Personal information
- Born: November 1, 1991 (age 34) Montreal, Quebec, Canada
- Listed height: 6 ft 3 in (1.91 m)
- Listed weight: 291 lb (132 kg)

Career information
- University: Montreal
- CFL draft: 2017 (1st round, 7th overall pick)

Career history
- 2017–2019: BC Lions
- 2020–2021: Montreal Alouettes*
- * Offseason or practice squad member only

Awards and highlights
- Vanier Cup champion (2014);
- Stats at CFL.ca

= Junior Luke =

Canadian football player (born 1991)

Junior Luke (born November 1, 1991) is a Canadian former professional football defensive lineman who played for the BC Lions of the Canadian Football League (FCFL).
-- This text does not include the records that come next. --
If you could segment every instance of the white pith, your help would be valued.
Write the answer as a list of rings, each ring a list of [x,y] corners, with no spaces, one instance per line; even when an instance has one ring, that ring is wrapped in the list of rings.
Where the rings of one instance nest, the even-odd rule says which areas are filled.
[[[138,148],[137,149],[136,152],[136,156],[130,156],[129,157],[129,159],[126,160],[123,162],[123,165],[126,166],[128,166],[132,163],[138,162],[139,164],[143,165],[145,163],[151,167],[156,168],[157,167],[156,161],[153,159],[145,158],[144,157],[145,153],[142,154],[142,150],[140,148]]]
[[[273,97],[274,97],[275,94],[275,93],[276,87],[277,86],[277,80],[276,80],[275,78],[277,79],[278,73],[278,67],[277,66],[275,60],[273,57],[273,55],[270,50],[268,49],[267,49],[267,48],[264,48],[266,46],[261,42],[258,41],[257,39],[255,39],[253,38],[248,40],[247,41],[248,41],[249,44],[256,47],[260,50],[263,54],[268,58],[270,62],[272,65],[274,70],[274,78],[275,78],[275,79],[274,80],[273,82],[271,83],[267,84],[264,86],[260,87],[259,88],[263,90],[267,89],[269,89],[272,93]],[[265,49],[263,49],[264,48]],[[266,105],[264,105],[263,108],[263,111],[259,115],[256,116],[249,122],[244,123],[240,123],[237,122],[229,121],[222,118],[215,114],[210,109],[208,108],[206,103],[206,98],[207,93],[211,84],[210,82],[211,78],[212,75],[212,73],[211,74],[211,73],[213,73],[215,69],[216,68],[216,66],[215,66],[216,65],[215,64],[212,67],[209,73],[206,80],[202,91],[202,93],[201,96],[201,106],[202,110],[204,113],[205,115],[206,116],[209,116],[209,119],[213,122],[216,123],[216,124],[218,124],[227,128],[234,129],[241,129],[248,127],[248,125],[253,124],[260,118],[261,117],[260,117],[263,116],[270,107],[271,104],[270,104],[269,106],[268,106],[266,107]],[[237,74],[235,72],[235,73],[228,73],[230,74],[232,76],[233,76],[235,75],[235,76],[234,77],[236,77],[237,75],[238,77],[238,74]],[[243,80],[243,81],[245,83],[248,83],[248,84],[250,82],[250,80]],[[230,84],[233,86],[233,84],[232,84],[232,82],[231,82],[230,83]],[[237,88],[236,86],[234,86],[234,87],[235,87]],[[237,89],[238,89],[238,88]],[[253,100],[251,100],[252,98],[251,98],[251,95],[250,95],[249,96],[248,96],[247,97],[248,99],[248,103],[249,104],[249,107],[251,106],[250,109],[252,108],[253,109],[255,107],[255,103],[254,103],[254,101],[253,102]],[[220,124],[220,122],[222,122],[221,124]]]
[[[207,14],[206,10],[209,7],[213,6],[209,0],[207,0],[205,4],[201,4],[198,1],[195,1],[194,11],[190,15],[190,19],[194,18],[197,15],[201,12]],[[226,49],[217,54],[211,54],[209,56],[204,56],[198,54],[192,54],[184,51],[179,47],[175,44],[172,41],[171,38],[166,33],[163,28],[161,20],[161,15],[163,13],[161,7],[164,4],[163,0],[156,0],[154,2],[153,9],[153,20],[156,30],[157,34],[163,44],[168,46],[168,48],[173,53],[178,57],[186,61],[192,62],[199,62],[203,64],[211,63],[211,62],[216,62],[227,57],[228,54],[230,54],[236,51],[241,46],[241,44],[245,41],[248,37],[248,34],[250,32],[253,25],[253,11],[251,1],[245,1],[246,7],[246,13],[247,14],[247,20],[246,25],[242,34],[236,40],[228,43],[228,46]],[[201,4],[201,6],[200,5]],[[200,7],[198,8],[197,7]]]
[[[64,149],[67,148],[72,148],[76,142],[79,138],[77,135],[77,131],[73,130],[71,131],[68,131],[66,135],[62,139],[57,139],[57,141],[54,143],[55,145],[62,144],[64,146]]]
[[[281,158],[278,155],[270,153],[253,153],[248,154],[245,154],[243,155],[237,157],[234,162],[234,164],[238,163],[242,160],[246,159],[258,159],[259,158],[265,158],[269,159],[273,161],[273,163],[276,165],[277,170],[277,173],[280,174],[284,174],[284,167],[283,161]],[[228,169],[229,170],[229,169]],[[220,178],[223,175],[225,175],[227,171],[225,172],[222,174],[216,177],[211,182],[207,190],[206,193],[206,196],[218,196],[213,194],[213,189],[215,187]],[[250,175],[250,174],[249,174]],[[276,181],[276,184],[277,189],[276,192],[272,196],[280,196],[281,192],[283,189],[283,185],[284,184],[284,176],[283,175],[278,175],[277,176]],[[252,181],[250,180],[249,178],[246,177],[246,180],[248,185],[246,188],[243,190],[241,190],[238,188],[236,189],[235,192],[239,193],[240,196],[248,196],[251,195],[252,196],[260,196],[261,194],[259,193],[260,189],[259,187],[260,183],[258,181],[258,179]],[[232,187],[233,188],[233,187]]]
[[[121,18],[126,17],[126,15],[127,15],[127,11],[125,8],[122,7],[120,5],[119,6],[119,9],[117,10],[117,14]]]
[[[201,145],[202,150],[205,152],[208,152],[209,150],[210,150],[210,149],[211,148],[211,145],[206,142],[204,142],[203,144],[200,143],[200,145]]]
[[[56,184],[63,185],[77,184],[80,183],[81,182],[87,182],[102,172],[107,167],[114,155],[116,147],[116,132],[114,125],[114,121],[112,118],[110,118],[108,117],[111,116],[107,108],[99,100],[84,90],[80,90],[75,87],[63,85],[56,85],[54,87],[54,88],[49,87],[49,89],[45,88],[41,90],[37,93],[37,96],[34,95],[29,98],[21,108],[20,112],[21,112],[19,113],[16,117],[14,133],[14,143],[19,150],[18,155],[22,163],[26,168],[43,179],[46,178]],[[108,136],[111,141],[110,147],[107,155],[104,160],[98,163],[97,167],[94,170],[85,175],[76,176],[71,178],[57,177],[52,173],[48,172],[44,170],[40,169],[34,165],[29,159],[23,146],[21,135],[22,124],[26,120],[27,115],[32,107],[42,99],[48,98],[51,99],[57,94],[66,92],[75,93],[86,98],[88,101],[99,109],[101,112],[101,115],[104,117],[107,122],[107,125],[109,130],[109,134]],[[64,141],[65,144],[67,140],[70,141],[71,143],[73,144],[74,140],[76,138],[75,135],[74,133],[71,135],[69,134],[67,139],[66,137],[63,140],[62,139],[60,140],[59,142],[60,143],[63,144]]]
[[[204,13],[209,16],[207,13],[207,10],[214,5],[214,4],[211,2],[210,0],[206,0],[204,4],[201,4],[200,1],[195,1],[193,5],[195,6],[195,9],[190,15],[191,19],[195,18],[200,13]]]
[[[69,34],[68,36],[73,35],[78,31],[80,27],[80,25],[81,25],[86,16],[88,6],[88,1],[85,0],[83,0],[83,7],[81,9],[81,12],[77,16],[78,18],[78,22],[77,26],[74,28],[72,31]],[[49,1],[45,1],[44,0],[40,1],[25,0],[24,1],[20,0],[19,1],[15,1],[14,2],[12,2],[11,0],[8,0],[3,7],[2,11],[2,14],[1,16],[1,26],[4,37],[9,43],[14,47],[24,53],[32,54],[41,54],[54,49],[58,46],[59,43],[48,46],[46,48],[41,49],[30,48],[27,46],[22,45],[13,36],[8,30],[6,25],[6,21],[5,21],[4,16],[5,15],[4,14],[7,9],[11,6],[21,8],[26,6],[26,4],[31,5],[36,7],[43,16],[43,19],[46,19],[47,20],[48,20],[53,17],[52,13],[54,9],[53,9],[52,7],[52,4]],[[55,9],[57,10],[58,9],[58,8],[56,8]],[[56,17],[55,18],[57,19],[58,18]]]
He was also a member of the CFL's Montreal Alouettes.

==University career==
Luke played U Sports football with the Montreal Carabins where he was a member of the 50th Vanier Cup championship team.

==Professional career==

Pre-draft measurables
| Height | Weight | 40-yard dash | 20-yard shuttle | Vertical jump | Broad jump | Bench press |
| 6 ft 1+1⁄2 in (1.87 m) | 291 lb (132 kg) | 5.18 s | 4.69 s | 24.0 in (0.61 m) | 8 ft 2+3⁄4 in (2.51 m) | 24 reps |
All values from CFL Combine

===BC Lions===
Luke was ranked as the 11th best player in the Canadian Football League’s Amateur Scouting Bureau final rankings for players eligible in the 2017 CFL draft. He was selected in the first round and seventh overall by the BC Lions in the 2017 CFL draft and signed with the team on May 24, 2017. He played for the Lions for three years in 53 games where he had 25 defensive tackles, four sacks, and one interception.

===Montreal Alouettes===
Luke joined the Montreal Alouettes as a free agent on February 12, 2020. However, the 2020 CFL season was cancelled and he re-signed with the Alouettes on December 17, 2020. He spent the entire 2021 season on the practice roster and was released on November 29, 2021.